Rode Wireless Go for the Fujifilm X-T4
One of the things I learned very quickly when using video is the need for clear audio. It doesn't matter how good the video looks, if the audio is poor, then the video is not going to be well received.
Over the years I have invested in good, portable microphones even invested in a radio mic system. This worked really well but when working in a motorsport environment, a broad range of radio frequencies are used for various uses and radio microphone frequencies are strictly controlled. in some countries you also need to buy a licence, which can cost hundreds of pounds, so I quickly reverted back to wired microphones.
This brought its own problems as when interviewing drivers the surrounding environment can be noisy, so you need to get the microphone as close as possible. Of course, the extra added complication in the last few months means the interviewer has to stand at least 1.5 metres, which means wires trailing across the floor, which isn't good.

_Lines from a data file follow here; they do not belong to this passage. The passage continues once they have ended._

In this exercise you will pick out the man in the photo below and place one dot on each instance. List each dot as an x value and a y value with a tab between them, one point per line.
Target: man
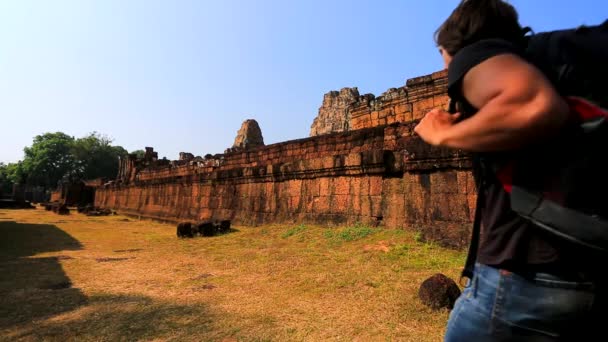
527	284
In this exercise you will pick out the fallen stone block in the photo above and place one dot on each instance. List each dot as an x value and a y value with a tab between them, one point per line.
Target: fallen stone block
439	292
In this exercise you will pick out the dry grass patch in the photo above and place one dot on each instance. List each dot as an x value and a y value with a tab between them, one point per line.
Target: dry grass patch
107	278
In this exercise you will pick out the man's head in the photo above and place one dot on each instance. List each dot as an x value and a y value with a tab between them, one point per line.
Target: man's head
474	20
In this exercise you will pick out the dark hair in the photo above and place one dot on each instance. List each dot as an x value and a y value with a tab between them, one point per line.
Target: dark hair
474	20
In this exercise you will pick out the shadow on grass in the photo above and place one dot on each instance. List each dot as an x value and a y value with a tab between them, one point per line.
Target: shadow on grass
34	288
126	318
38	302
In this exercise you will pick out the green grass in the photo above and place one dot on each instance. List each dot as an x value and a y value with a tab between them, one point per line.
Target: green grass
269	283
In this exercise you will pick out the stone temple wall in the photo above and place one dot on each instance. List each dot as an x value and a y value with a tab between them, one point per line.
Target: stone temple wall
377	173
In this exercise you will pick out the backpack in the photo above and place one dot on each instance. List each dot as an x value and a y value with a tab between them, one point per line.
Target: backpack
562	185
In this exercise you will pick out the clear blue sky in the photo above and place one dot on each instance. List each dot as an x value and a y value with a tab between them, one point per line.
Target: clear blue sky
183	75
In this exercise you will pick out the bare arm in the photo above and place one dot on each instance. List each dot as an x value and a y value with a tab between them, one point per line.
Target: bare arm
517	105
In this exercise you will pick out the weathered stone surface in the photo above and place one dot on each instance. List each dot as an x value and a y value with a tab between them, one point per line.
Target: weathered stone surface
249	136
334	114
346	110
377	175
439	292
186	156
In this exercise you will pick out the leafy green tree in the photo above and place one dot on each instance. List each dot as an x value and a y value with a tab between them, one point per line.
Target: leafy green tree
96	157
6	184
48	159
139	153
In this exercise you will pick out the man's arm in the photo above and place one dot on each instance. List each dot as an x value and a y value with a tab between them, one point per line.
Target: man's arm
517	105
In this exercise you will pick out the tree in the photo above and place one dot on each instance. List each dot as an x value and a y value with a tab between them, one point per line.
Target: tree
48	159
96	157
6	184
139	153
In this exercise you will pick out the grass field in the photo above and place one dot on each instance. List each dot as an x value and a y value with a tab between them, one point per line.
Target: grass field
119	279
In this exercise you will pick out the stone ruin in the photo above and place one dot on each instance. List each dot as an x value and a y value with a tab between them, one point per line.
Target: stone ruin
248	137
362	163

In March I spotted that Rode had launched the Wireless Go, which was a WiFi microphone and transmitter working on the 2.4G internet wavelength. This means I didn't have to worry about radio licences and at the same time I got rid of the trailing wires. So I bought the Wireless Go and added the Interview Go, which transforms the transmitter in a wireless handheld microphone.
The transmitter features a built in microphone which can be fitted with a 'dead kitten' windshield and can be clipped onto the jacket or shirt. It also feature a mic socket so you can use a lavalier microphone and attach the transmitter to the interviewees belt or pocket. Another alternative is to put the transmitter on an extension pole fitted to a standard shotgun mic to give you a remote extension microphone for conducting an interview at a distance.

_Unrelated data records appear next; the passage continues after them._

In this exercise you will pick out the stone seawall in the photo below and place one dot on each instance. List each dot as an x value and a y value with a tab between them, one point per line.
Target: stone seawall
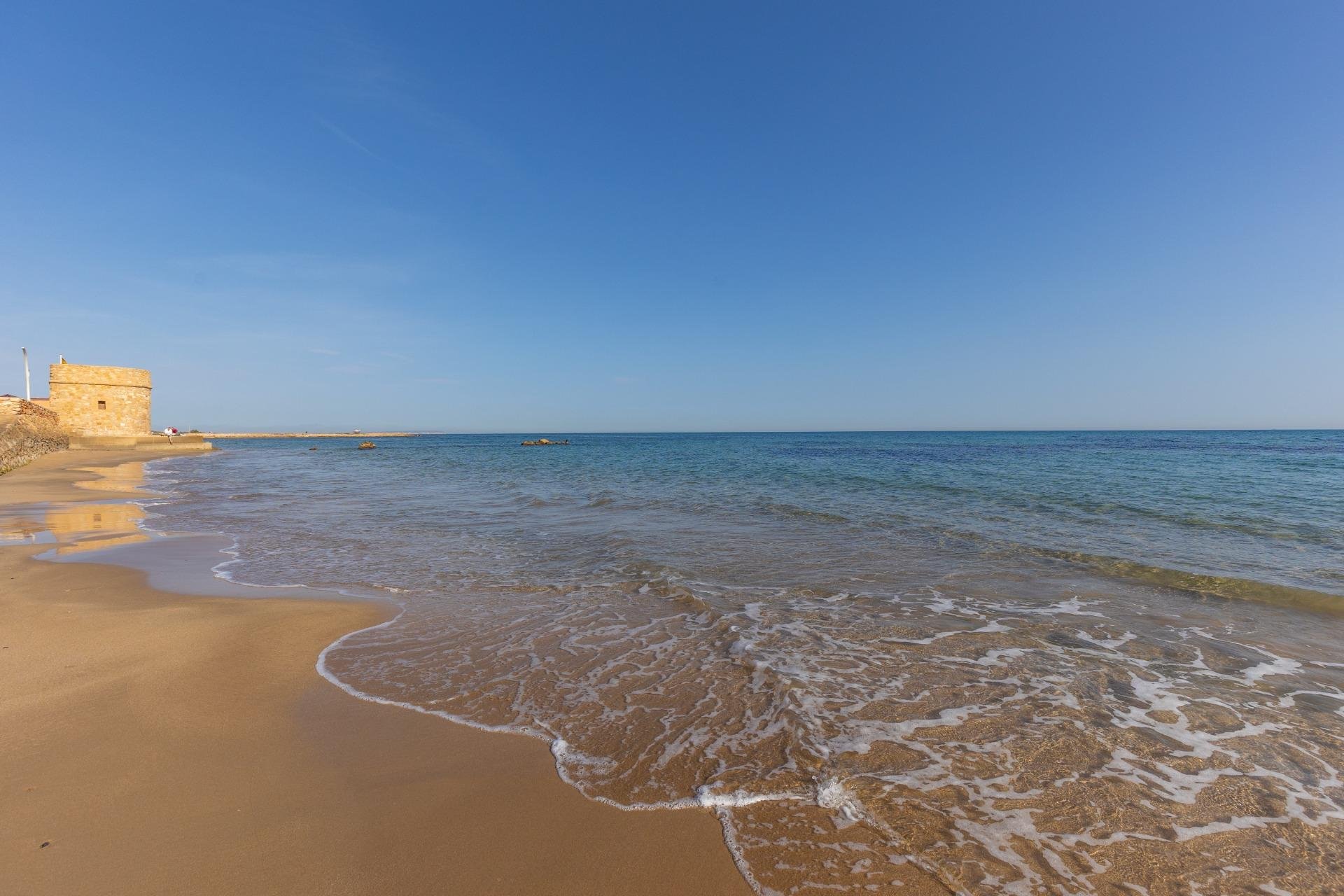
27	431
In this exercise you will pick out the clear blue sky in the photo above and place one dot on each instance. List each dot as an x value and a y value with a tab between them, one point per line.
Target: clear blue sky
566	216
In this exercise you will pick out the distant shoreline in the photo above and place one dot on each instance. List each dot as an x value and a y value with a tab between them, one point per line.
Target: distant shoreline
308	435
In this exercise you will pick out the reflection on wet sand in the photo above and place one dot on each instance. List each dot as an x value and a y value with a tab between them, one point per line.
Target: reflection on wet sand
76	527
125	477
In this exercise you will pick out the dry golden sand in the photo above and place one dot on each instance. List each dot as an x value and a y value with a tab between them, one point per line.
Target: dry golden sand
162	743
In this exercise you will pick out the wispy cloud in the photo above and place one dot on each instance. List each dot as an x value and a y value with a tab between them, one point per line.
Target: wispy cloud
344	136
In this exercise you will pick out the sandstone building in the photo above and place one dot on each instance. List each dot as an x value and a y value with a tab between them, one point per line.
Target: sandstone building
100	400
89	407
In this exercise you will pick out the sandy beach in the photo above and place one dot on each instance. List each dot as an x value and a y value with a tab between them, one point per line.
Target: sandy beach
166	743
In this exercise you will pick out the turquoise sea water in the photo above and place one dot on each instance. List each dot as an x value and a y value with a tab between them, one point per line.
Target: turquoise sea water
981	662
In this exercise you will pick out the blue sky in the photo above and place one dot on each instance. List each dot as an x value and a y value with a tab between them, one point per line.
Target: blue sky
568	216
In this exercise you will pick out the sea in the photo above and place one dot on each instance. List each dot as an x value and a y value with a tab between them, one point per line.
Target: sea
918	663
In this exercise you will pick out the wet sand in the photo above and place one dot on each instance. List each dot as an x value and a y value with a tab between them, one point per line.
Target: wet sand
160	743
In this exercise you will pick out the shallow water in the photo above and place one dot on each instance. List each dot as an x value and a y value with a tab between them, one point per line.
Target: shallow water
971	663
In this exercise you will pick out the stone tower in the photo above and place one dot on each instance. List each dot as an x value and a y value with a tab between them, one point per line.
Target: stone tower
101	400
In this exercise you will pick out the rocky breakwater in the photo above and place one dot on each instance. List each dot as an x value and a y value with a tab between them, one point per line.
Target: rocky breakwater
27	431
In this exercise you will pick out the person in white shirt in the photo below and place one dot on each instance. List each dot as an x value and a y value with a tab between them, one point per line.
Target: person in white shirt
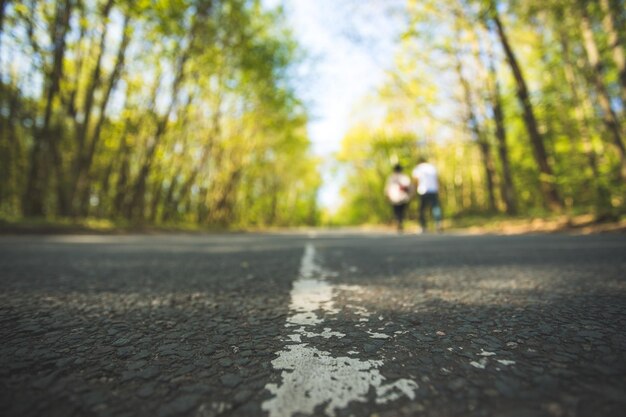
425	175
398	192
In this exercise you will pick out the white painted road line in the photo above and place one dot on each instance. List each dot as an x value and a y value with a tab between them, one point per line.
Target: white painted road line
312	377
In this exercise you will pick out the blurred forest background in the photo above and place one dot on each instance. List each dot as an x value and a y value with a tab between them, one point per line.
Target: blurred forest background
185	112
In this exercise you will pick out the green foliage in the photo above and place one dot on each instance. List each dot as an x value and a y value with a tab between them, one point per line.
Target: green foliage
161	112
429	110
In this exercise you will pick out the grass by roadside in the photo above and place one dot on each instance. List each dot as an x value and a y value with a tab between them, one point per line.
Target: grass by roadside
580	224
94	226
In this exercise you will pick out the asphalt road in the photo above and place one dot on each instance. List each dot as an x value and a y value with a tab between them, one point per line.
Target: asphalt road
328	324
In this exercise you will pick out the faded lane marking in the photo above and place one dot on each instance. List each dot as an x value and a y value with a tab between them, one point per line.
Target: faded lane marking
313	377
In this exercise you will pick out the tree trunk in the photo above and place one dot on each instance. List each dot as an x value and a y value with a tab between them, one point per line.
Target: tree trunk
479	138
609	117
508	189
43	142
84	175
82	127
136	208
546	178
617	48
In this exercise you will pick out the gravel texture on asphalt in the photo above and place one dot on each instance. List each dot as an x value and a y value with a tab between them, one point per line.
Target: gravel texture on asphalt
175	325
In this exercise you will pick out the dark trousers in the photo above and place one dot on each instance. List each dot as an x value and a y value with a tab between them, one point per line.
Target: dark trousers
398	211
429	201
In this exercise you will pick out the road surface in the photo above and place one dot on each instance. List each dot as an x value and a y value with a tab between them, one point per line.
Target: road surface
313	324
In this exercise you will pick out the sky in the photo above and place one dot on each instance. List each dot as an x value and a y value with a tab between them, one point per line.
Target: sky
340	71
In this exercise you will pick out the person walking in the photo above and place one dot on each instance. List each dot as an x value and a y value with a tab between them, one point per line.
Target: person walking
425	175
398	192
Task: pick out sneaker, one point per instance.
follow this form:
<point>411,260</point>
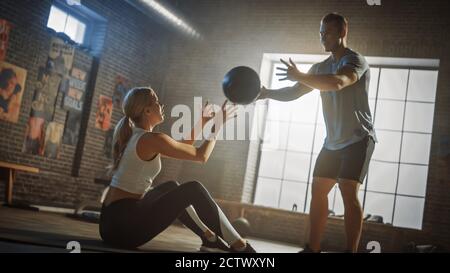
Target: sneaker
<point>307,249</point>
<point>218,246</point>
<point>248,249</point>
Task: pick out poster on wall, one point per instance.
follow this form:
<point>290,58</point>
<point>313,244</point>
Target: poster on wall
<point>104,112</point>
<point>107,148</point>
<point>12,86</point>
<point>121,88</point>
<point>78,74</point>
<point>53,135</point>
<point>45,93</point>
<point>5,28</point>
<point>60,57</point>
<point>34,136</point>
<point>73,88</point>
<point>73,123</point>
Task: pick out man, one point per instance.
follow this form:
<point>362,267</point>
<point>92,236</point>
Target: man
<point>343,81</point>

The transmitter features two LEDs, one to show it is on and the other to tell you it is linked to the receiver.
The receiver fits into a hotshoe on the camera or, as I have it, in the cold shoe on the Smallrig cage. The receiver has a small LCD which shows the sound level, the battery level for both receiver and transmitter and a small indicator to show what the input level you have set. This is set using the button on the side and it has three levels. I usually keep it set on level 2 and it has worked extremely well so far.

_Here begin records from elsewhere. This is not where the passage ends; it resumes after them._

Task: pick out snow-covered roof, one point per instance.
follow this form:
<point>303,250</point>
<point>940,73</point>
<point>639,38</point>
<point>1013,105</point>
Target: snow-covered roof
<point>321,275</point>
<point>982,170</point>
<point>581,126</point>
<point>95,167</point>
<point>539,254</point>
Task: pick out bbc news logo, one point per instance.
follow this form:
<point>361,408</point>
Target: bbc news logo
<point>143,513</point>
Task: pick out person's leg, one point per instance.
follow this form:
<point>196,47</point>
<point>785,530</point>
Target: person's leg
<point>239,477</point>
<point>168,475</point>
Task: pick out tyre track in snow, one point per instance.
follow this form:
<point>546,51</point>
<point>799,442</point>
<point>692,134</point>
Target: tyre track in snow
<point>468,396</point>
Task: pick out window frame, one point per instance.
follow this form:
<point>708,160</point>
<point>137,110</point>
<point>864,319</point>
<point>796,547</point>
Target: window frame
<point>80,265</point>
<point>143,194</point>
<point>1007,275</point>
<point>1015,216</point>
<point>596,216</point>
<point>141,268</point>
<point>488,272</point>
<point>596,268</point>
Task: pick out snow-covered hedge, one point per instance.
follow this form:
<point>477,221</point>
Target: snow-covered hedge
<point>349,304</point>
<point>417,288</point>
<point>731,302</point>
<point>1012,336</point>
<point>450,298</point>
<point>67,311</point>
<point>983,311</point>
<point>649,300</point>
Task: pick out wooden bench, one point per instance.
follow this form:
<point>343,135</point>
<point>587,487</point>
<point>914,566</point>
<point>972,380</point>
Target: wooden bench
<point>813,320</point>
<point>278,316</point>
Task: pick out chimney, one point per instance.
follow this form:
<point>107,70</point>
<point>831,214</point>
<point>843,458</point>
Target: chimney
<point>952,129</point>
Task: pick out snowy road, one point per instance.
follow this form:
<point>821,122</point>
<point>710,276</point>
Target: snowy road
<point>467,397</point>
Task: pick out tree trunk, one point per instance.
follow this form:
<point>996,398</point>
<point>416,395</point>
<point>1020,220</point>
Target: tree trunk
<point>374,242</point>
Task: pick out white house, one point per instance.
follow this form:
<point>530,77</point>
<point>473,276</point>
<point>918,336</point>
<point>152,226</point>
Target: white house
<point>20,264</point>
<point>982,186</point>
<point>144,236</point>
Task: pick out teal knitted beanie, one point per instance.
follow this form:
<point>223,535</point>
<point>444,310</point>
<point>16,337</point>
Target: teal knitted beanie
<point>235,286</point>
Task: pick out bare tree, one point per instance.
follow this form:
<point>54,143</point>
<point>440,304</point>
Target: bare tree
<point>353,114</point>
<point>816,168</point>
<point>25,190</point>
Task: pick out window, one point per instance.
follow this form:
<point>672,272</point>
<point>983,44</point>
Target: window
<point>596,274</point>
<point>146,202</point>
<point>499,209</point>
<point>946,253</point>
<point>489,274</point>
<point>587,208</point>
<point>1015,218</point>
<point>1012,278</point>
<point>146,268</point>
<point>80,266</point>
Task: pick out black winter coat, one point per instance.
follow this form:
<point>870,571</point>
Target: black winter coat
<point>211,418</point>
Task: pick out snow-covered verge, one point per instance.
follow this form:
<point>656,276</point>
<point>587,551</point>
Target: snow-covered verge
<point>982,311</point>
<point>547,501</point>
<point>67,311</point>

The internal batteries last 5 to 6 hours on full charge and can be recharged using an external powerpack via the USB-C leads included.
The maximum distance between the transmitter and receiver is supposed to be 70 metres line of sight but so far the maximum distance I have tried this is probably 3 metres and the sound is crystal clear.
The first test for the Rode Wireless Go was at the first round of the European Le Mans Series, with a series of interviews with drivers in and around the paddock. I used the transmitter with the Interview Go microphone set up and had a second microphone, a Rode Microphone Pro R for the interviewer. I use a splitter on the audio input to the camera so the two microphones are on the two channels into the camera, I then put them together in post production.
The quality of the sound from the Rode Wireless Go is perfect and in the three events I have used it so I have not had any break up or distortion on the audio.
I also used the Wireless Go on the GoPro Hero 8 I have fitted with the Media Mod. This has a 3.5mm audio socket and the receiver fits into one of the cold shoes on the outside of the Media Mod. For the interviews I did in Le Castellet I gave the driver the Interview Go set up and filmed them on the GoPro set to Linear. This is the perfect lightweight interview set up for in and around the racing paddock.
I have completed a couple of Zoom interviews during lockdown, one for Fujifilm South Africa and one Zoom photographic club presentation. For this I used the Wireless Go with the Rode lavalier microphone to provide the audio. I also used this set up for the media safety briefings I produced for each event.
All in all I am extremely pleased with the Rode Wireless Go, it is lightweight, flexible, completely portable and, most importantly, provides clear audio for the videos I am producing. I am probably going to buy a second set so I can interview two drivers at the same time without swapping microphones. At a RRP of £185, though they are cheaper if you shop around, these are extremely good value for money.